As arranged, Tony took a team to Malcolm and Ian’s apartment while Nola and Juan headed out to Larry’s ranch. Monica’s easy access to ten secluded acres and various out-buildings made Rancho Perdido a likely staging area for whatever ROTC70 was planning.
When Nola and Juan arrived at the gatehouse, they flashed their warrant at Larry’s security team, warning them not to alert anyone on the premises that the police were on their way. Jeeps in communication with a search helicopter fanned out to cover the ten-acre spread. Nola and Juan took a small group of officers to search the house. A maid let them in. They were already spreading out downstairs when Jillian came storming down from her bedroom, fit to be sedated. The reddish-brown bruises around the compression wrap had turned a healing yellow-green that was barely visible under a thick layer of creamy beige foundation. With the mucus drains gone, she looked furious but healthy.
Monica and Larry were both away, so Nola presented Jillian with the search warrant, saying they were looking for anything that might tie Monica to ROTC70. She kept it vague, with no mention of Larry’s guns or things that might be coming in the night. If Jillian didn’t bother to actually read the document, it was her bad.
Juan’s firearm check revealed that Larry had permits for a .38 Colt automatic, an authentic Nazi Lugar, and the .44 Magnum that Clint Eastwood had wielded in the first Dirty Harry movie. He’d bought the .44 at a charity auction for a children’s hospital and presented it to Jillian on her fortieth birthday.
Nola thought giving a gun to a woman turning forty bordered on insanity. Even letting her hold a knife to cut the birthday cake seemed risky. But perhaps that was just her own psychosis.
Juan had also uncovered Larry’s membership at
the Montecito Gun Club. It was a private shooting range with a chic French restaurant and a steam room. Members, worn out from unloading a torrent of bullets into dummy targets, could relax over dinner or a schvitz. Unless Larry just went for the asparagus millefeuille and the pore-opening steam, he was most likely a pretty good shot. Sam had talked Peña into including the .38 in the warrant, but Nola didn’t want to spook Larry or Monica by mentioning it to Jillian.
Out-of-her-mind angry, Jillian phoned and got Larry out of a meeting with his architects.

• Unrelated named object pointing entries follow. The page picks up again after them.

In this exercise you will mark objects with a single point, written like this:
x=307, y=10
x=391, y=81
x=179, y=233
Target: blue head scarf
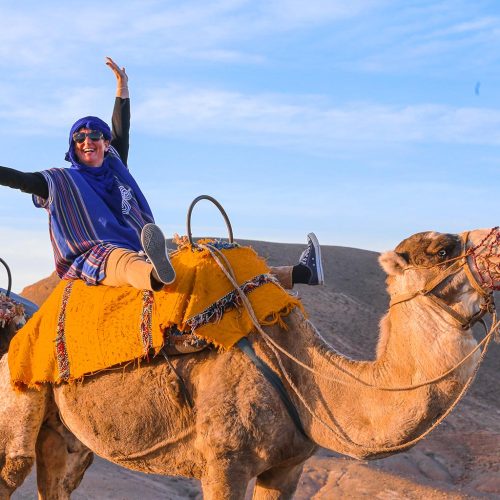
x=102, y=179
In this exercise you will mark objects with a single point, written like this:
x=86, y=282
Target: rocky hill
x=458, y=460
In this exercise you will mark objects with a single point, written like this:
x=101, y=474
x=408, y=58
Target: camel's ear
x=392, y=263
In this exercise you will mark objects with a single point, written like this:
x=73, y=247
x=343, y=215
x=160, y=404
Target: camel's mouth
x=484, y=257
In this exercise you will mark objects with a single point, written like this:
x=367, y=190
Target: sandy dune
x=461, y=459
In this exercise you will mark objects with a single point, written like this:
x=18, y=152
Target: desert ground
x=460, y=459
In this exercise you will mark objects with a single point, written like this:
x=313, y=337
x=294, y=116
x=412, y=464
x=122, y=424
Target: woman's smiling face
x=91, y=152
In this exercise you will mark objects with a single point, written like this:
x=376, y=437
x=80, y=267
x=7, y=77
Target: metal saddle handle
x=221, y=209
x=9, y=277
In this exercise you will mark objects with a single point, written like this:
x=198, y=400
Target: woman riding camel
x=101, y=226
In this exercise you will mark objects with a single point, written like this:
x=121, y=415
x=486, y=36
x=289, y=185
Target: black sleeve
x=32, y=183
x=121, y=127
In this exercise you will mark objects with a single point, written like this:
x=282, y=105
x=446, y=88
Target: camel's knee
x=13, y=472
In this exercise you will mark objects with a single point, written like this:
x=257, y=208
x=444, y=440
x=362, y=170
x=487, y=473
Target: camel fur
x=239, y=428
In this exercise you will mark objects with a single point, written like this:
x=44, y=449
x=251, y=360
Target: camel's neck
x=415, y=346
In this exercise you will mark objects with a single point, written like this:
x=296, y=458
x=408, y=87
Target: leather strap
x=246, y=347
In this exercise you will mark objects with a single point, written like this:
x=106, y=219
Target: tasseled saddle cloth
x=83, y=329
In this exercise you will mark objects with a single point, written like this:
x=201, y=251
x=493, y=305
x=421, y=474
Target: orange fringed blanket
x=81, y=329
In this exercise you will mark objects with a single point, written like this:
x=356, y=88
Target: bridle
x=487, y=304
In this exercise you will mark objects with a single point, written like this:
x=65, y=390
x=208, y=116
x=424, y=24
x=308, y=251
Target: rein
x=487, y=304
x=226, y=268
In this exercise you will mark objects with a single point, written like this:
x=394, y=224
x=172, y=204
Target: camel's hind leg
x=278, y=483
x=61, y=459
x=21, y=415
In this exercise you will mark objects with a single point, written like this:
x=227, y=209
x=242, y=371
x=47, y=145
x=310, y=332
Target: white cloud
x=308, y=121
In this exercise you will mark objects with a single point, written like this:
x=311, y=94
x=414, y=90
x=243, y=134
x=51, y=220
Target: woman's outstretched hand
x=121, y=78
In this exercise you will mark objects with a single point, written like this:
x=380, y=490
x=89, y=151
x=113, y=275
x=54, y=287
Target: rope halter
x=482, y=258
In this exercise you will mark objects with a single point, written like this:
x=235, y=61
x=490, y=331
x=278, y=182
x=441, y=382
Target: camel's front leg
x=220, y=482
x=61, y=459
x=21, y=414
x=278, y=483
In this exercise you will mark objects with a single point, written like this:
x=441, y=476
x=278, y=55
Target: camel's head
x=419, y=262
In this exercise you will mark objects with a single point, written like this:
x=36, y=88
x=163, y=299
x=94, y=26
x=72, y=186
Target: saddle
x=81, y=329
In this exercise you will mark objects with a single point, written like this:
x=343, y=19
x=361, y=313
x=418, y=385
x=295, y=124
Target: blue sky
x=364, y=121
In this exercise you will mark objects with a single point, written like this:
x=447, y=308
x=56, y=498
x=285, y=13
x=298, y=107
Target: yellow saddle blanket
x=83, y=329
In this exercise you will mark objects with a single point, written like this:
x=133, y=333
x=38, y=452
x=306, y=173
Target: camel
x=238, y=427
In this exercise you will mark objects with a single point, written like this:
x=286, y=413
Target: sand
x=460, y=459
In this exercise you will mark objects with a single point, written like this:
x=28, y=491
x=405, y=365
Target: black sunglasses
x=93, y=135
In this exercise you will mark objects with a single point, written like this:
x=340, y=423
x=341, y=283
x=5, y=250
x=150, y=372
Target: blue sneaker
x=311, y=258
x=155, y=248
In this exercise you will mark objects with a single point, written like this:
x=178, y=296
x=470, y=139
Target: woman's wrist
x=122, y=91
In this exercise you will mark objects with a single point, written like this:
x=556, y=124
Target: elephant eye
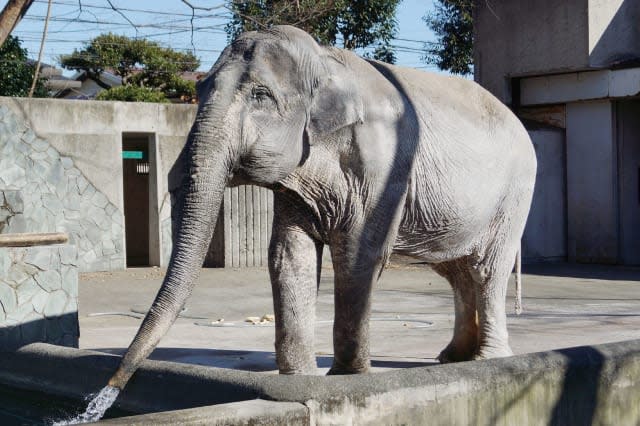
x=261, y=94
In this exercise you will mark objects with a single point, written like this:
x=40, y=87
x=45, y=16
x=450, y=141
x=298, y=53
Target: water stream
x=96, y=409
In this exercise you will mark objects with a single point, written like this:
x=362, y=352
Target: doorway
x=136, y=167
x=628, y=135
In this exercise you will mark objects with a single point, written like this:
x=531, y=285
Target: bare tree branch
x=44, y=37
x=135, y=27
x=11, y=15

Nola could hear him yelling over the phone. He demanded to speak to Nola, but she wasn’t about to waste precious time listening to him rant. As she went room to room searching for signs of aerosol-bomb making, Jillian trailed behind her, holding the cell phone in the air so Larry could ream her out via speaker. When he finally went hoarse from shouting, he hung up, and Jillian dialed Monica. Eerily, Monica’s ever-present cell went unanswered.
When Jillian saw Juan literally going through her dirty laundry, she stormed off, calling to the maid to help her find her Vicodin. Nola took advantage of Jillian’s temporary absence to grab the .38 from Larry’s library and hustle it out to Juan’s car.
A thorough search of the main house failed to uncover any suspicious gas containers or aerosol-diffusing apparatus. The police chopper and the jeeps covered the ranch from end to end with the same result. Tennis court, stables, pool area: all clean. And aside from a near-empty bottle of Oxycontin and some Diet Coke, Monica’s guest house was chemical-free. Glancing out the guest-house window, Nola thought she saw Oprah Winfrey watching all the activity from a hilltop cabaña on the next property. Boy, she thought, I must really need sleep.
Searching Monica’s closets, she wondered again why a girl with so much expensive silk underwear would ally herself with the “property is theft” crowd. Sure, Malcolm was rock-star sexy, but so were the boys at the Montecito Country Club.
If Monica was a double agent working for Larry, as Nola suspected, maybe she wasn’t taking part in tonight’s activity at all. All this searching might be just a waste of valuable time and resources. On the other hand, she could have jumped sides at some point and put in with the bad boys just for fun. It was impossible to know.